Dweck ressaltou que o governo brasileiro já dispõe de ativos relevantes nessa transformação, com destaque para a plataforma Gov.br, tratada como uma das principais infraestruturas públicas digitais do país. “Hoje temos mais de 175 milhões de contas únicas, com um avanço significativo nos níveis mais altos de autenticação, e um volume que já ultrapassa um bilhão de acessos apenas nos primeiros meses do ano”, disse . Segundo ela, o sistema brasileiro tem chamado atenção internacional, inclusive em países desenvolvidos, por sua capacidade de integrar serviços federais, estaduais e municipais em uma mesma arquitetura.
A ministra também enfatizou o avanço na construção de uma identidade digital nacional integrada à nova carteira de identidade e vinculada à oferta de serviços personalizados. “O nosso objetivo é construir um governo que conheça melhor a sua população e consiga atender suas necessidades de forma mais precisa, sempre com respeito à proteção de dados e à privacidade”, afirmou .
No campo da governança de dados, Dweck destacou que o país vem estruturando uma base nacional capaz de sustentar políticas públicas e o desenvolvimento da inteligência artificial. “Para ter inteligência artificial, a gente precisa ter dados, os nossos dados, e capacidade de usá-los com soberania”, disse, reforçando que o Brasil busca desenvolver soluções tecnológicas com maior autonomia e controle sobre suas próprias bases informacionais .
A ministra citou ainda o desempenho do país em rankings internacionais de dados abertos, onde o Brasil alcançou recentemente a oitava posição entre 41 países, à frente de economias como Reino Unido e Canadá. Para ela, esse reconhecimento reforça um modelo de governança digital orientado ao interesse público.
Outro ponto central do discurso foi a incorporação do conceito de infraestrutura pública digital, consolidado no âmbito do G20. Segundo Dweck, o Brasil já opera com esse modelo em diversas frentes, como o PIX, o Cadastro Único e sistemas estruturantes em modernização, a exemplo do Cadastro Ambiental Rural. “Percebemos que o Brasil já tinha essa lógica antes mesmo da formalização do conceito, com plataformas que funcionam como bens públicos digitais”, afirmou .

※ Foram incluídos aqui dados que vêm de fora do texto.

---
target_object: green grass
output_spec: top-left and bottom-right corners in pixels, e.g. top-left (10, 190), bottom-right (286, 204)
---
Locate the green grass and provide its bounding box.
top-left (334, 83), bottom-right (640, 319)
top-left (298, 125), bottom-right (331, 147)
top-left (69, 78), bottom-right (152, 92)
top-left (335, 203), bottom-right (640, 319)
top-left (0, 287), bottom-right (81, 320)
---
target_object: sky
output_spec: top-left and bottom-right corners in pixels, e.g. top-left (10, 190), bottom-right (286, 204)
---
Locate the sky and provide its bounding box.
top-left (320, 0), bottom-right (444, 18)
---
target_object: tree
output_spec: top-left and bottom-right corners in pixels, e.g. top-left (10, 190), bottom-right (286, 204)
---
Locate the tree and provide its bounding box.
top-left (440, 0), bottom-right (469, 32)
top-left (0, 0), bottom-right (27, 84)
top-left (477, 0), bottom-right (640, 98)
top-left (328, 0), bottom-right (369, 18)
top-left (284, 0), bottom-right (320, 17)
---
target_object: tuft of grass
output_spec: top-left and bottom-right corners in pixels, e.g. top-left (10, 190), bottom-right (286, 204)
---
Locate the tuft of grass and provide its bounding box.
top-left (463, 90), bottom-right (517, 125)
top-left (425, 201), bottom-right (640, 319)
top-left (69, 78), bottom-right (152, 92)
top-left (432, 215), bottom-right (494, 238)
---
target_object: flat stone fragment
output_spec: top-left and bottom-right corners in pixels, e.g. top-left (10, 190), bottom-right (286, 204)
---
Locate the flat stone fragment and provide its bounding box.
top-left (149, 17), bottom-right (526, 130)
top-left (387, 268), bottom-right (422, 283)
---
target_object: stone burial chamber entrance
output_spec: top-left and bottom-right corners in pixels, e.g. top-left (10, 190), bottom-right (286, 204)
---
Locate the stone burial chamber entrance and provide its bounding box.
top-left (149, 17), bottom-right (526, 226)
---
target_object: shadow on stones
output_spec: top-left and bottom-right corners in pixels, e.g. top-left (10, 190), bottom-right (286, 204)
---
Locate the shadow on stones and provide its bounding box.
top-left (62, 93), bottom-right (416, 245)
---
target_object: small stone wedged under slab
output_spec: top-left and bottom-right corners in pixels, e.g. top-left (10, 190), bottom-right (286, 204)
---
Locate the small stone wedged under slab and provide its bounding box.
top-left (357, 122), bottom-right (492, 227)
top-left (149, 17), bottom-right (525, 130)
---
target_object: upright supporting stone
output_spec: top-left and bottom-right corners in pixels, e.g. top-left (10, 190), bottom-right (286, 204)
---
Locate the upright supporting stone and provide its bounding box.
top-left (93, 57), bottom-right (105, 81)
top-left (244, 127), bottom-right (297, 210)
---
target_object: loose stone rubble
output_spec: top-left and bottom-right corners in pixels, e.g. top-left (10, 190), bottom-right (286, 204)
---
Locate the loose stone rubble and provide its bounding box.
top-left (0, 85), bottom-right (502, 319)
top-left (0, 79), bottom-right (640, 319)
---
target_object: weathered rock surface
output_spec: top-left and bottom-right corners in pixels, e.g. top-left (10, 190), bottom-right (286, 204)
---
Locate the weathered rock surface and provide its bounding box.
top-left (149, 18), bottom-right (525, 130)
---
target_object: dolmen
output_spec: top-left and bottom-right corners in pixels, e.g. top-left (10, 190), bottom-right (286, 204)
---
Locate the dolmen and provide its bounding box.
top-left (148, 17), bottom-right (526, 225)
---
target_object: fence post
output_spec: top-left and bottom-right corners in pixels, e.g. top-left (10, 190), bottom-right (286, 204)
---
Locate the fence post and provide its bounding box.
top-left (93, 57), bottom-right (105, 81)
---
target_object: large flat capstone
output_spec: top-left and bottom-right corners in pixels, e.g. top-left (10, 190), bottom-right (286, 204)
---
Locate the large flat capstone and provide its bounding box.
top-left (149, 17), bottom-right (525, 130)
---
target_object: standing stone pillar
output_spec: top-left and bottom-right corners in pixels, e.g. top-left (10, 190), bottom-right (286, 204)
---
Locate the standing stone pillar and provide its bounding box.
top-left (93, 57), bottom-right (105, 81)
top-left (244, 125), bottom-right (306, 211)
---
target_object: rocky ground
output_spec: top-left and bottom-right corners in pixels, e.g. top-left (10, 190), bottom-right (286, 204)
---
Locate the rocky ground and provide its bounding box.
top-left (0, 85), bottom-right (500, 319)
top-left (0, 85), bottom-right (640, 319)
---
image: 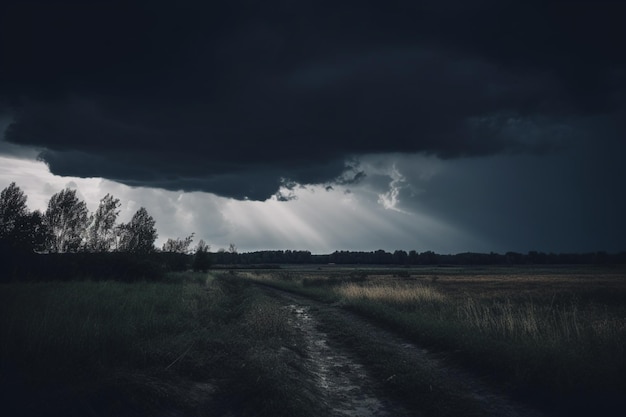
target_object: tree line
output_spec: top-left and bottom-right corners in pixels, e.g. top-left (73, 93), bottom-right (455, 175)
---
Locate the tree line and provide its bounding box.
top-left (0, 182), bottom-right (210, 277)
top-left (0, 182), bottom-right (158, 253)
top-left (212, 249), bottom-right (626, 266)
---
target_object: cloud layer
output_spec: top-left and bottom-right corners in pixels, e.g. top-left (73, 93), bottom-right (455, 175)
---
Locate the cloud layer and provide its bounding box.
top-left (0, 0), bottom-right (626, 200)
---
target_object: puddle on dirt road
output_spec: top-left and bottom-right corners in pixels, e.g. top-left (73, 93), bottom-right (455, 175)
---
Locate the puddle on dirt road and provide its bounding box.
top-left (285, 304), bottom-right (409, 417)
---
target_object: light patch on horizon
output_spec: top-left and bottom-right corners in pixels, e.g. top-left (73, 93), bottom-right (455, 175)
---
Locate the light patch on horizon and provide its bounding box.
top-left (0, 151), bottom-right (490, 254)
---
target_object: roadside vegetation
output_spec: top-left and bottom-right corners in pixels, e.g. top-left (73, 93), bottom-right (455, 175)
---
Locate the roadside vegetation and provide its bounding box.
top-left (249, 268), bottom-right (626, 415)
top-left (0, 273), bottom-right (311, 416)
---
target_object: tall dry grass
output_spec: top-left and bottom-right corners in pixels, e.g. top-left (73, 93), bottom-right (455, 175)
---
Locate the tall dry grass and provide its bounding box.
top-left (335, 282), bottom-right (446, 307)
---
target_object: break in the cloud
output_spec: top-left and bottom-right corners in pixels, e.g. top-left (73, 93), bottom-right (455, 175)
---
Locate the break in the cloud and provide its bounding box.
top-left (0, 0), bottom-right (626, 200)
top-left (0, 0), bottom-right (626, 252)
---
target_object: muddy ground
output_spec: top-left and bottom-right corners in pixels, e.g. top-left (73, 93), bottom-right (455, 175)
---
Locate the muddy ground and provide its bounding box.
top-left (264, 287), bottom-right (542, 417)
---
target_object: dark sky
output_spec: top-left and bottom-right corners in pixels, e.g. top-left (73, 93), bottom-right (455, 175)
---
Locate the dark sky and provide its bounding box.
top-left (0, 0), bottom-right (626, 251)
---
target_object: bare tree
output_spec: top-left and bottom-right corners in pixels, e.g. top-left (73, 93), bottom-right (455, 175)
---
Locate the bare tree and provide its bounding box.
top-left (44, 188), bottom-right (90, 252)
top-left (162, 233), bottom-right (195, 253)
top-left (117, 207), bottom-right (158, 253)
top-left (86, 194), bottom-right (121, 252)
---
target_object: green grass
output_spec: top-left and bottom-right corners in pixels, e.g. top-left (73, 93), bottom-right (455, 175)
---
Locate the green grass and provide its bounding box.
top-left (246, 268), bottom-right (626, 415)
top-left (0, 273), bottom-right (311, 416)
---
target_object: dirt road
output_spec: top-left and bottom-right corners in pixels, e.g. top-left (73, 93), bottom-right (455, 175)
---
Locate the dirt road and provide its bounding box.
top-left (256, 286), bottom-right (541, 417)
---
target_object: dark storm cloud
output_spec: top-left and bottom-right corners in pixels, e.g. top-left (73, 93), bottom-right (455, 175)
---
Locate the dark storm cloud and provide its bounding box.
top-left (0, 1), bottom-right (626, 199)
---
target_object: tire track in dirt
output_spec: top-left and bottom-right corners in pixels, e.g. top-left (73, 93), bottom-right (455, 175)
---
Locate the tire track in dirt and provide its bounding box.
top-left (259, 284), bottom-right (545, 417)
top-left (285, 300), bottom-right (409, 417)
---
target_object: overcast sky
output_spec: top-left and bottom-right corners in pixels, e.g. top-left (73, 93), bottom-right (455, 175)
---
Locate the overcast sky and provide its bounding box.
top-left (0, 0), bottom-right (626, 253)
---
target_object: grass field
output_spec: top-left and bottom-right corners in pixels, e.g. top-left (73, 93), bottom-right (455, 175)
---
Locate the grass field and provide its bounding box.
top-left (0, 273), bottom-right (308, 416)
top-left (0, 267), bottom-right (626, 416)
top-left (249, 267), bottom-right (626, 415)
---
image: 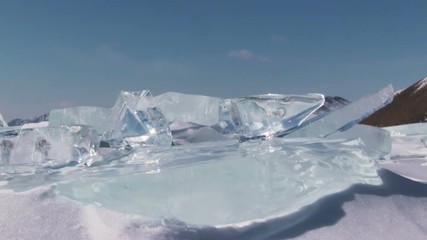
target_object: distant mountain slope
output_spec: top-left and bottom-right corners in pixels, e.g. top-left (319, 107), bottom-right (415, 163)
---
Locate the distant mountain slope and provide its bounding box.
top-left (361, 77), bottom-right (427, 127)
top-left (8, 113), bottom-right (49, 127)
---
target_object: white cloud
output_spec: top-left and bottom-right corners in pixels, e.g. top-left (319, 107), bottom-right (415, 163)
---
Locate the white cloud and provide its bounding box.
top-left (228, 49), bottom-right (270, 62)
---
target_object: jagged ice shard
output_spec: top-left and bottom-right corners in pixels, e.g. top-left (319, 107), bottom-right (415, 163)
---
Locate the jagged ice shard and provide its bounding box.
top-left (289, 85), bottom-right (394, 137)
top-left (379, 123), bottom-right (427, 183)
top-left (219, 94), bottom-right (325, 138)
top-left (0, 114), bottom-right (7, 128)
top-left (0, 86), bottom-right (425, 226)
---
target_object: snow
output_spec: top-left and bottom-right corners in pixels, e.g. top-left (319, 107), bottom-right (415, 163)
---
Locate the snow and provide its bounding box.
top-left (0, 171), bottom-right (427, 240)
top-left (414, 77), bottom-right (427, 92)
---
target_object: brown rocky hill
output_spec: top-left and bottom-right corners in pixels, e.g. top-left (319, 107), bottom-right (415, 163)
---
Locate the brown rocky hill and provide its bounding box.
top-left (361, 77), bottom-right (427, 127)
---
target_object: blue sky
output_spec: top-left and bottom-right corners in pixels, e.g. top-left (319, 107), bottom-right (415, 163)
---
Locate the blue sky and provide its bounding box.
top-left (0, 0), bottom-right (427, 120)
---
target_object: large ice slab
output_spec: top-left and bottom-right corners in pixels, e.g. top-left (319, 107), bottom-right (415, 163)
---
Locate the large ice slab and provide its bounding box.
top-left (379, 123), bottom-right (427, 183)
top-left (0, 114), bottom-right (7, 127)
top-left (49, 90), bottom-right (172, 147)
top-left (0, 86), bottom-right (408, 229)
top-left (105, 91), bottom-right (172, 147)
top-left (154, 92), bottom-right (220, 126)
top-left (0, 126), bottom-right (99, 167)
top-left (49, 106), bottom-right (111, 133)
top-left (56, 139), bottom-right (381, 225)
top-left (219, 94), bottom-right (325, 138)
top-left (287, 85), bottom-right (394, 137)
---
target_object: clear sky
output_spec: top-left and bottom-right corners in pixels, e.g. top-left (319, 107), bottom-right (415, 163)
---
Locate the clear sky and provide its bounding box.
top-left (0, 0), bottom-right (427, 120)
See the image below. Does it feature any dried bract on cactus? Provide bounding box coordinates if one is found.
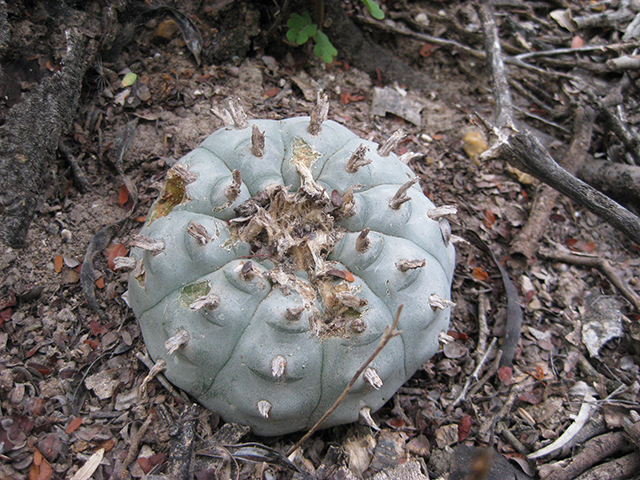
[128,99,454,435]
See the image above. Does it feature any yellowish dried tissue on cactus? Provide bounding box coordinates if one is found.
[128,98,455,435]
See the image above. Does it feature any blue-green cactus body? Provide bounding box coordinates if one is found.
[128,117,454,435]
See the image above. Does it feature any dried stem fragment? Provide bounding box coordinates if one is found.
[138,358,167,399]
[229,99,249,130]
[378,129,406,157]
[358,407,380,431]
[396,259,427,272]
[429,293,456,310]
[130,235,165,256]
[211,105,233,127]
[307,92,329,137]
[362,367,382,390]
[240,260,261,282]
[187,220,212,246]
[189,293,220,312]
[344,143,371,173]
[349,318,367,333]
[224,168,242,202]
[113,257,136,272]
[284,305,304,322]
[271,355,287,378]
[389,178,418,210]
[258,400,271,418]
[164,328,190,355]
[287,305,403,456]
[356,227,371,253]
[251,125,264,158]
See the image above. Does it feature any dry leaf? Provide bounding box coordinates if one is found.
[71,448,104,480]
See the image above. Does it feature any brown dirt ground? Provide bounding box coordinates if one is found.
[0,2,640,478]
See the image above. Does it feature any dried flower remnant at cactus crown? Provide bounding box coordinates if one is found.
[127,97,455,435]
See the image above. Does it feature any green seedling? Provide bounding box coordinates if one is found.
[287,0,384,63]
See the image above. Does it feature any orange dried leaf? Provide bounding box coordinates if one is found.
[472,267,489,282]
[420,43,438,58]
[575,242,597,253]
[498,367,511,385]
[65,417,82,435]
[53,255,64,273]
[527,365,544,381]
[483,208,496,228]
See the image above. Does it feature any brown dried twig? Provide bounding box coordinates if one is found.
[479,4,640,244]
[539,248,640,312]
[287,305,403,456]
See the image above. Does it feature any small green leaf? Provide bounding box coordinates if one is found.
[313,30,338,63]
[362,0,384,20]
[122,72,138,87]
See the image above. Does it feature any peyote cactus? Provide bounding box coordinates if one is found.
[128,96,455,435]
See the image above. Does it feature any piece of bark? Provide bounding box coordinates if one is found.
[324,0,438,91]
[0,29,88,248]
[578,160,640,208]
[510,107,596,258]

Ao final, a ministra reforçou que o seminário tem caráter estratégico e deverá orientar decisões para os próximos anos, incluindo prioridades de investimento, regulação e atuação direta do Estado. “Essa estratégia trata de soberania, competitividade, justiça social e sustentabilidade. É, acima de tudo, um projeto de desenvolvimento para o país”, concluiu, convocando os participantes a contribuírem com propostas que moldarão o futuro digital brasileiro.